An Old Friendship Yields Benefits
for Today’s Students

Elsie Gray Marsh (1887-1966), was the first librarian of the Mansfield Public Library and also a reference librarian at the Connecticut Agricultural College Library. Her life-long friendship with Abbie Jean Quick has led to an endowment to support the new Leisure Reading Collection in Babbidge Library.

By Norman Stevens, Director of University Libraries, Emeritus

The University Libraries recently received a $50,000 bequest from Abbie Jean Quick (1910- 2000) of West Hartford in memory of her friend Elsie Gray Marsh (1887-1966). These funds have been placed in an endowment with the UConn Foundation to support the newly established leisure reading collection in the Homer Babbidge Library, which will be called the Abbie Jean Quick Leisure Reading Collection.
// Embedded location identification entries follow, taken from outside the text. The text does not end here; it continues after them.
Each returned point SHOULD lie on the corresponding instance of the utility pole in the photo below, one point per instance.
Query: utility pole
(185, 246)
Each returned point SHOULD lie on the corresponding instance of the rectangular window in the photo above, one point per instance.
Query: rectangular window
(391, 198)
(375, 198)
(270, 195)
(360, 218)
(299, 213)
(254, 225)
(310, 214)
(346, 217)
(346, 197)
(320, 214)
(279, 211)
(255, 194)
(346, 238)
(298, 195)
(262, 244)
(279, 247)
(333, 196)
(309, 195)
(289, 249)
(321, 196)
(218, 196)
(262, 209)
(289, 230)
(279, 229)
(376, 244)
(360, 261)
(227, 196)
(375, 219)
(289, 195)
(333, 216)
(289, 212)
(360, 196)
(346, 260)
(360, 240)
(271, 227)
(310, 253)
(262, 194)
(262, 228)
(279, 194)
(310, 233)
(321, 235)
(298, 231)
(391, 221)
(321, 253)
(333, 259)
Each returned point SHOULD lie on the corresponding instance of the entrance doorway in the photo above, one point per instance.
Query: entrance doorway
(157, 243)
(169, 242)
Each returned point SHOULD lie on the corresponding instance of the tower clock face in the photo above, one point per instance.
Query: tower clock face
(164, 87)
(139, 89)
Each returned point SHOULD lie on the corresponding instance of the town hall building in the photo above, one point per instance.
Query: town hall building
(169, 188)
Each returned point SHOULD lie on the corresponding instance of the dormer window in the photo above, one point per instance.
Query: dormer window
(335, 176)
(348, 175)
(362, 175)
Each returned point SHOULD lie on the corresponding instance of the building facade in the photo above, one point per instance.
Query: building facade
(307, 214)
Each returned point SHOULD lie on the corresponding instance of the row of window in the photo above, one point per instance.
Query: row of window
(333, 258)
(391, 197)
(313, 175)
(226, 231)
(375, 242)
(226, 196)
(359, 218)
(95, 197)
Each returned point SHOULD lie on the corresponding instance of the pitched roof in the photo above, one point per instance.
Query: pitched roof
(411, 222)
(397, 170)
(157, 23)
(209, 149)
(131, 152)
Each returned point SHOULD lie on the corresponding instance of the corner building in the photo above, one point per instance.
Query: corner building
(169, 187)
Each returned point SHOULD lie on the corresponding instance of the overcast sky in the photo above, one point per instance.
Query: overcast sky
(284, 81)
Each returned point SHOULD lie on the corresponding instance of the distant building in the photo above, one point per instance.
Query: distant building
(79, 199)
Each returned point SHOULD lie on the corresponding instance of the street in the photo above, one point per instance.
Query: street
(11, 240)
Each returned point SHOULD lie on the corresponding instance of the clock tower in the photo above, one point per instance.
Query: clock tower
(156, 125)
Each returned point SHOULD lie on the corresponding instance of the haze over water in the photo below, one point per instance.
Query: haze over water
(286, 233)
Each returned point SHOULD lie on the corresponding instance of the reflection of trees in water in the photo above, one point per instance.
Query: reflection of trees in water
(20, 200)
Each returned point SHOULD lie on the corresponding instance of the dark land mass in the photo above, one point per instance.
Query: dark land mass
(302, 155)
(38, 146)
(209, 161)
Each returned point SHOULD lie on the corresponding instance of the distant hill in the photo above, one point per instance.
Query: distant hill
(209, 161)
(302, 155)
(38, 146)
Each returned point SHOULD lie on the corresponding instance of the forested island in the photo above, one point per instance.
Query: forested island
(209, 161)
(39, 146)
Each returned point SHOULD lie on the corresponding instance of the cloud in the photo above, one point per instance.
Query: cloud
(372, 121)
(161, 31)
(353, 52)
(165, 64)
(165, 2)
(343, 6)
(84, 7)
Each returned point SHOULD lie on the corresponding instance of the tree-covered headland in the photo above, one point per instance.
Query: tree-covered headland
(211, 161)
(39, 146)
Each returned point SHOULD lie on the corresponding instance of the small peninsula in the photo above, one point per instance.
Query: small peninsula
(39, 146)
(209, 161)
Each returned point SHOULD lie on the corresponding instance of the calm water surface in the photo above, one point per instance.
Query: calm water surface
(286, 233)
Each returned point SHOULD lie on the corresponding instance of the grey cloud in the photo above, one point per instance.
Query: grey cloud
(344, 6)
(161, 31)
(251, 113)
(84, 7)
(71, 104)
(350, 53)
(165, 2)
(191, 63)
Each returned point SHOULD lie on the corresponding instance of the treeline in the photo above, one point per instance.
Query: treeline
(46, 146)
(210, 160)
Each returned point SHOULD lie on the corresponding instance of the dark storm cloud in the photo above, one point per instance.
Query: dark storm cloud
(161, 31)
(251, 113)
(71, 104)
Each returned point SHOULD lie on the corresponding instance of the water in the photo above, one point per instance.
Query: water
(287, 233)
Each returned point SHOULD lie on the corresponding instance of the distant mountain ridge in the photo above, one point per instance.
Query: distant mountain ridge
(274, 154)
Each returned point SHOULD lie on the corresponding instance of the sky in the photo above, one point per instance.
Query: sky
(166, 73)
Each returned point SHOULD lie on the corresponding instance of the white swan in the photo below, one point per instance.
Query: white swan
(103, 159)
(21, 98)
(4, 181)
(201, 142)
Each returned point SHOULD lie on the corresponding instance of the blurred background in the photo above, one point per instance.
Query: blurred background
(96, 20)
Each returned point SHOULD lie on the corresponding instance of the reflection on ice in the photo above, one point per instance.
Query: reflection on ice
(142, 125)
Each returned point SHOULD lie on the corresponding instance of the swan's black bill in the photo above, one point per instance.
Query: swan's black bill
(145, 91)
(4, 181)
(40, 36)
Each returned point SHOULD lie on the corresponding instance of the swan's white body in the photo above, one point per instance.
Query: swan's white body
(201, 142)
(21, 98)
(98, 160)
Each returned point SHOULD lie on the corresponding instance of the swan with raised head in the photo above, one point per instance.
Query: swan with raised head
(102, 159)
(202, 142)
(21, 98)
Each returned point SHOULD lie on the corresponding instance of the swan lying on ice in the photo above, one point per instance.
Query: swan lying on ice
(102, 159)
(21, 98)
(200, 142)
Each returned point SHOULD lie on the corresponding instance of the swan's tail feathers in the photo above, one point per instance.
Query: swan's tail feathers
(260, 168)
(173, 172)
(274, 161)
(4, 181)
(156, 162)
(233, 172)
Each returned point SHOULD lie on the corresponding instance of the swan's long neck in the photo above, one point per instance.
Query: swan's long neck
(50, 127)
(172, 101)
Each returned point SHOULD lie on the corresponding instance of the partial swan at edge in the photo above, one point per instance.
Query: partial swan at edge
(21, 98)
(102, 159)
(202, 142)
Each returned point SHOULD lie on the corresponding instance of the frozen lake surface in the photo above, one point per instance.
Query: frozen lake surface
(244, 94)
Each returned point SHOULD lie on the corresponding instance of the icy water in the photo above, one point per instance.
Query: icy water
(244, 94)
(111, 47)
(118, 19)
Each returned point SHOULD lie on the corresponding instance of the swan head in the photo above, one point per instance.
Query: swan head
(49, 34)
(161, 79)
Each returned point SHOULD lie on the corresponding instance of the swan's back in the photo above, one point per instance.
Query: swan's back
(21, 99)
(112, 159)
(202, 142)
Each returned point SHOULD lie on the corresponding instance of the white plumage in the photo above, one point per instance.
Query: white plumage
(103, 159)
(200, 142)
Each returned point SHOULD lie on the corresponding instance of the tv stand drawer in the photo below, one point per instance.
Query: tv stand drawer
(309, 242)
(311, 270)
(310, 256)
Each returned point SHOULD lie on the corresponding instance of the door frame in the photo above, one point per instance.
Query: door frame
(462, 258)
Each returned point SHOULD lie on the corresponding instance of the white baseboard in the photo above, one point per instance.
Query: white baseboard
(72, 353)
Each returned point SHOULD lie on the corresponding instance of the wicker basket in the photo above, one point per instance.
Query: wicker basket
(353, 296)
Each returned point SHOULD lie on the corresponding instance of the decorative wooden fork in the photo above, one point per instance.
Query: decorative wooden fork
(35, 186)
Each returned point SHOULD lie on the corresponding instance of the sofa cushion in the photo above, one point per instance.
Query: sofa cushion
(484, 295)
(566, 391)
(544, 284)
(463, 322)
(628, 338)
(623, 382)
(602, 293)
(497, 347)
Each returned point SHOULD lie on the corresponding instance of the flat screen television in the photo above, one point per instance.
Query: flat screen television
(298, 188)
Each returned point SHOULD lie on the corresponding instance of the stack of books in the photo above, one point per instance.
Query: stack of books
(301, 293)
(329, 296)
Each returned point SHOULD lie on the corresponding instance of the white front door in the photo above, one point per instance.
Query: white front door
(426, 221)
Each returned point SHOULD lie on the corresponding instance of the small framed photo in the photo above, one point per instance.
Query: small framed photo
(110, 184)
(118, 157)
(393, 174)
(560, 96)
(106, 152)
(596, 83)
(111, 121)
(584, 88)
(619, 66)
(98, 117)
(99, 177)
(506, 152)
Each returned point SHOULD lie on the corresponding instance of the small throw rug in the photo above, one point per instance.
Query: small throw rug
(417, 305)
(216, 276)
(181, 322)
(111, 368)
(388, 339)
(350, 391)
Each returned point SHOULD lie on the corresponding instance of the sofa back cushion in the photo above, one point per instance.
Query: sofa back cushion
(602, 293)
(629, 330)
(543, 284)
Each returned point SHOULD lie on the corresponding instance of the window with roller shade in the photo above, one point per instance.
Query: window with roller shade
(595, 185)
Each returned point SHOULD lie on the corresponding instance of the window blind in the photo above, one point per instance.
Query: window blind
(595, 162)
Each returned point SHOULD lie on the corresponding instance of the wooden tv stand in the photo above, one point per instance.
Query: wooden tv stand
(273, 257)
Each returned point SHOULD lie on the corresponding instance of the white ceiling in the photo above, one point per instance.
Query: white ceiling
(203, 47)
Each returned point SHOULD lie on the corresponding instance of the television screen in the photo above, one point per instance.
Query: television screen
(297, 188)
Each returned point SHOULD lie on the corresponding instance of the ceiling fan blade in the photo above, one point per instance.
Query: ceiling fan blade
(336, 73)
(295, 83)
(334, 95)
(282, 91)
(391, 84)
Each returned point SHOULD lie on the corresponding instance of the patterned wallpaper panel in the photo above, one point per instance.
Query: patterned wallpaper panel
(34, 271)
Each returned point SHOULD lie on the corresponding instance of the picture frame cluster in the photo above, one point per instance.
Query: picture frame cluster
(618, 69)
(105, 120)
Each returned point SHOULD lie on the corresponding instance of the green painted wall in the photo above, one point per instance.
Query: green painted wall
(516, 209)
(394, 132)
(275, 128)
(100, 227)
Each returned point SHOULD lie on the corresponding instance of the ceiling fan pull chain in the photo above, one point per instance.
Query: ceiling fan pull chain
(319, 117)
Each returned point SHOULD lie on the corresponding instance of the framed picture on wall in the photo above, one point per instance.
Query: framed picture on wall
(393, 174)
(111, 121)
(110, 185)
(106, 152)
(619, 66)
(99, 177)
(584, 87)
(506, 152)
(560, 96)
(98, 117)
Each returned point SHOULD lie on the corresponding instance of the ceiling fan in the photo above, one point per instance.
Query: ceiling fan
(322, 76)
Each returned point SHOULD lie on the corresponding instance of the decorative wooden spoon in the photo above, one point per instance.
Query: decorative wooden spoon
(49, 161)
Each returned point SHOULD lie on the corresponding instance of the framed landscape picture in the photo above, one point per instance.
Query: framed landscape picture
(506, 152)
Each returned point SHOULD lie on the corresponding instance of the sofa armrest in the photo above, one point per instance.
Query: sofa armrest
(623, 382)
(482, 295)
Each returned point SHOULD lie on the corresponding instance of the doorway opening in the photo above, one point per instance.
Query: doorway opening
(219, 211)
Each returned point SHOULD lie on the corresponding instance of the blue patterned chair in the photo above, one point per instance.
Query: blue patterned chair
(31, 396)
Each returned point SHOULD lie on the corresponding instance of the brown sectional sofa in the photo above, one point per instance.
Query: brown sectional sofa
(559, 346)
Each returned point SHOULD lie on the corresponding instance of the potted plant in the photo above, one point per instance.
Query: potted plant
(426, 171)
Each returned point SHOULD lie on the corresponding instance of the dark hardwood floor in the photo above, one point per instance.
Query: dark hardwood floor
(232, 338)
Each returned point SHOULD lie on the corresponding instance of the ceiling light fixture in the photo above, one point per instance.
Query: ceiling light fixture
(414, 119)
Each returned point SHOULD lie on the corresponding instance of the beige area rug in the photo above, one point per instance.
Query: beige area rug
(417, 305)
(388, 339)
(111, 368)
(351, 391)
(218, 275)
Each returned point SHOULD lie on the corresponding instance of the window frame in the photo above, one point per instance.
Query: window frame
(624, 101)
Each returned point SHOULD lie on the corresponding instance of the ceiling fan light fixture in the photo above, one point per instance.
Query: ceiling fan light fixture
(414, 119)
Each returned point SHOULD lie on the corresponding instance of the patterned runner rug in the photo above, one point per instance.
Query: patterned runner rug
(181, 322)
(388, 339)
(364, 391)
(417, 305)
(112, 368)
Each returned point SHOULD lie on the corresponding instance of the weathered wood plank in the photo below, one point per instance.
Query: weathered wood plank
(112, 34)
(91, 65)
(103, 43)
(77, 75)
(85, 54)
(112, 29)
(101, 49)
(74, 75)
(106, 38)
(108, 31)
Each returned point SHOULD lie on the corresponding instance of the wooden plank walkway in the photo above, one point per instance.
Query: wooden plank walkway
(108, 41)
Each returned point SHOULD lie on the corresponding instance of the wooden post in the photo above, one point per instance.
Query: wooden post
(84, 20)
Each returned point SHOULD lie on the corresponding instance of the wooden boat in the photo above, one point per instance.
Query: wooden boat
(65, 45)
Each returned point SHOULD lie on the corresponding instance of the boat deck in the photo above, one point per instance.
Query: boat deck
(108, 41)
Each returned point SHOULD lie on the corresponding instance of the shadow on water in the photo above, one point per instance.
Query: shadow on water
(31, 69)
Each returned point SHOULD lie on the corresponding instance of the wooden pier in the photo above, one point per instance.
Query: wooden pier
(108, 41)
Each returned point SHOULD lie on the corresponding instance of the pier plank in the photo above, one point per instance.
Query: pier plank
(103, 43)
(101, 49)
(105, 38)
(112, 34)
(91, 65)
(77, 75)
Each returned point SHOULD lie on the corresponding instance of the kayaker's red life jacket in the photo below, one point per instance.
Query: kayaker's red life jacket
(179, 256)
Miss Quick was born in Hartford and was graduated from the Connecticut Agricultural College in Storrs in 1932. At the time of her retirement in 1975, she was Personnel Director and Consultant with the Atlanta-based manage- ment-consulting firm of Kurt Salmon Associates, Inc., after 31 years with that company. While a student at the Connecticut Agricultural College, she met Elsie Gray Marsh, a reference librarian in the college library, beginning a life-long friendship that eventually led to her generous bequest to the library.

Miss Marsh was born in Mansfield, the daughter of Dr. Elliot H. Marsh and Eunice Anthony Marsh. She graduated from Windham High School in 1904 and took courses at the Columbia University School of Library Service but never earned a library degree. When the Mansfield Library was organized in Mansfield Center in 1907, Elsie became the unofficial, unpaid librarian. In 1909, at age 22, she was appointed librarian officially when the library was set up in the upper floor of the old brick school in Mansfield Center. She served in that capacity until she was forced to give up her duties for health reasons after 50 years of service.

In 1928, she was also appointed as reference librarian at the Connecticut Agricultural College Library, where she worked with her close friend, Head Librarian Edwina Whitney. She continued to work at the college library until 1949 when her eyesight had failed to the extent that she could no longer drive. She was then appointed Reference Librarian, Emeritus.

Miss Marsh was an avid reader from her earliest years and in her duties at both the Mansfield Library and the College Library she promoted reading actively. It is especially fitting, therefore, that the income from Miss Quick’s bequest will be used to support a popular reading collection.